Cancer continues to be a major health problem in the world. During 2018, there were 9.6 million deaths and 18.1 million new cases registered across the globe. It is estimated that one in 5 men and one in 6 women will develop cancer during their lifetime. This disease kills one in 8 men and one in 11 women. Developing countries have seen an increase in cancer occurrence and change in type of cancers due to change in social and economic conditions. The objective of this research was to further evaluate 1659 specimens for anatomical pathology testing. The data was collected from the records of the pathological anatomy laboratory at the Mohamed V Hospital in Meknes, Morocco. It is one-year study period (January-December 2013). Results of the anatomy pathology exam showed cancer positive for 9.6% of specimens; inconclusive for 1%; and negative for 66.2%. For all specimens, the most analyzed organs are breast with 29.7%; skin with 21.3%; cervical with 2.6%. For cancer patients, the most affected organs are skin (21.3%) and breast (29.7%). For cancer patients, Neoplasm is present in 9.3% of patients. Patients with metastatic cancer represent 0.3%. Patients with non-neoplastic lesions represent 66.2%. 1% of patients represent uncertain results. Additional immunohistochemistry research is needed before conclusive recommendations are made.

1. Introduction

Cancer is a leading cause of death worldwide, accounting for an estimated 9.6 million deaths in 2018 (WHO, 2018). Cancer is a public health burden in terms of morbidity and mortality in both developing and industrialized countries. However, approximately 70% of deaths from cancer occur in low- and middle-income countries (WHO, 2018). The most common cancers are: Lung (2.09 million cases), Breast (2.09 million cases), Colorectal (1.80 million cases), Prostate (1.28 million cases), Skin cancer (non-melanoma) (1.04 million cases) and Stomach (1.03 million cases). In Morocco the most common cancer in women is breast followed by cervical cancer. In men lung cancer followed by prostate cancer occurs most often [1] . According to the Cancer Registry of the Grand Casablanca Region (RCRC) 2004, the estimate of new cases of cancer currently in Morocco was 30,500/year [2] . The most common causes of cancer death are cancers of: Lung (1.76 million deaths), Colorectal (862,000 deaths), Stomach (783,000 deaths), Liver (782,000 deaths) and Breast (627,000 deaths). It is now concluding that many familial cancers emerge, not exclusively from genetic makeup, but from the interaction between common gene variations and lifestyle and environmental risk Factors [3] . The incidence of cancer has increased considerably in recent decades, this increase is related to various risk factors including behavioral (Tobacco, Alcohol Use, Diet, Overweight and Obesity, and Physical Inactivity), environmental (industrialization, food contaminants, infections, urbanization, pollution, ionizing radiation from natural, industrial, and medical sources ultraviolet radiation, etc.) and genetics (genetic predisposition for certain cancers, genetic mutations and instabilities, hormonal and reproductive factors, immunosuppression). Around one third of deaths from cancer are due to the 5 leading behavioral and dietary risks: high body mass index, low fruit and vegetable intake, lack of physical activity, tobacco use, and alcohol use (WHO, 2018) [4] [5] .
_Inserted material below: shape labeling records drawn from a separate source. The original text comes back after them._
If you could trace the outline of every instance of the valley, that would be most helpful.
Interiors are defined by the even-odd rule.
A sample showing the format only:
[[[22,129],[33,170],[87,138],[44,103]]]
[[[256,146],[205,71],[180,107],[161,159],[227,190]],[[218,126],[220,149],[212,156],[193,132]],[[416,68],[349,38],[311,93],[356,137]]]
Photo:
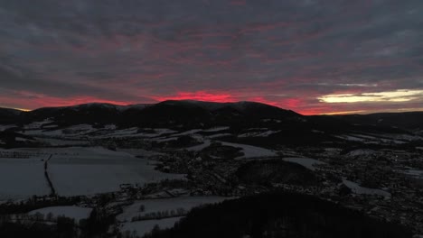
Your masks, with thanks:
[[[64,215],[80,233],[92,218],[142,237],[201,205],[282,191],[422,234],[423,126],[368,116],[197,101],[16,113],[0,121],[1,219]]]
Nevertheless, the enormous disparities in wealth between developing and developed countries may also be relevant in the types, frequency, and outcomes of cancer that occur in these settings (NIH, 2018). According to the latest report by WHO, the Moroccan Cancer Mortality Profile shows: total deaths = 206,000; 12,500 Deaths for men and 10,400 Deaths of women (World Health Organization—Cancer Country Profiles, 2014). Reduction and control cancer can be conceived by implementing evidence-based strategies for cancer prevention, early detection of cancer and management of patients with cancer [6] . Many cancers have a high chance of cure if detected early and treated adequately. For this very reason, in 2005 the Lalla Salma Foundation for the Prevention and Treatment of Cancer was created in Morocco by Princess Lalla Salma and its main objective was to install a national plan for the prevention and to fight against cancer in Morocco. Thusly, the Oncology Center of Meknes was born in June 2014. Further cervical cancer can be prevented also by vaccination of adolescent girls and young women, good hygiene and commencement of screening of women aged 25 to 35 years [7] [8] .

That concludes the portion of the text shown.